`Blue' Reveals the Moving Emotional Life of a Modern Artist



directed by Krzystof Kieslowski

at local theaters

With "Blue," Krzysztof Kieslowski begins his film trilogy "Three Colors," with "White" and "Red" still to come. Meant to symbolize the Revolutionary cry for "liberty, equality and fraternity," this film stays close to its French origins with the existential search for identity in a world turned upside down.

The film revolves around Julie, played excellently by the lovely Juliette Binoche, who finds herself alone after her husband and daughter die in a tragic car crash. Her husband Patrice (Hugues Quester), a world famous composer, was in the midst of writing a concerto celebrating the unification of Europe when he was killed. A reporter covering Patrice's death mentions the rumor that it is actually Julie who composed her husband's works. After the tragedy, Julie attempts to retreat from society, moving to a seedy section of Paris. She sells most of her material belongings, using the money to provide for the senile mother who no longer recognizes her.

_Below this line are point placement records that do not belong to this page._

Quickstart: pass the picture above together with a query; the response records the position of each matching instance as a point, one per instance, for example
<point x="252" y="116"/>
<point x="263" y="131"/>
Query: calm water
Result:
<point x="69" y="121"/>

But with recurring flashbacks of the music from the concerto, she cannot forget the tragedy that was her past life. Throughout the film different people seek her aid. These include Lucille (Charlotte Very), an erotic dancer who lives downstairs from her, and Olivier (Benoit Regent); Patrice's former associate and a one-time fling of Julie's. Refusing to be drawn from her self-imposed solitude, Julie only concedes to help when an emergency arises with Lucille and she must go to the strip club where the dancer works.

There, she sees news footage of Olivier who, unbeknownst to her, has undertaken the task of completing the concerto. The television footage also includes several photos of Patrice with a strange woman. Julie immediately contacts Olivier and confronts him about both of these issues. He convinces her to help him finish the orchestration. He also tells her that her husband had been having an affair for many years with a young lawyer named Sandrine (Florence Pernel). Julie finds Sandrine pregnant with Patrice's child, but instead of anger, compassion arises in Julie and she offers to provide for Sandrine and the baby.

So the film ends happily. But not before the audience sees some of the most beautiful, and very French, shots ever put on the screen. Whenever the concerto's music flashes into Julie's mind, the screen is either swathed in blue or focused on some minute object. One striking example is the shot of a steaming cup of coffee which has overflowed into its accompanying saucer.

Kieslowski creates ingenious images of the blue glass bead chandelier that is Julie's only reminder of her past life because it used to hang in her daughter's bedroom. He transforms a standard swimming pool into a sapphire lagoon, surrounding Binoche with a sort of liquid embodiment of creativity and imagination. The original score by Zbigniew Preisner exists as a work of art separate from the film. With riveting crescendos and crashes, the music monitors Julie's emotional trauma and captivates the audience.

All of this striking camera work and arresting music accentuates the central theme of an artist struggling with what life has dealt her. She finds herself incapable of escaping her own gift for composing, and in the end is able to rise above the tragedy and use her talent. Juliette Binoche is essential to all of this expression. She embodies the hardness of Julie's resentment with diamond-sharp precision. Her face shows the anguish, the anger and the vulnerability of the character perfectly. She shows how a modern woman copes with the liberty that in the past has been kept from her. Underneath the guarded, impassive façade stands a feeling, compassionate person capable of suffering and surviving.

The combination of all these elements on occasion makes the film seem exaggerated and incomprehensible. The flashbacks and recurring blue colors mark this as a film of imagination and wonder. The heightened reality of Julie's experience shows Kieslowski's method of expressing emotions by representation using methods besides dialogue of facial expressions.

Modern art embodies emotion instead of merely representing it. Kieslowski's film attempts to do the same, stretching the boundaries of what can be done in the film medium. Like Modern art, the film may be incomprehensible and somewhat frustrating for some. What it does not communicate in dialogue, though, it makes up for in beauty. It is candy for the eyes. "Blue" proves to be a touching, modern portrait of the artist.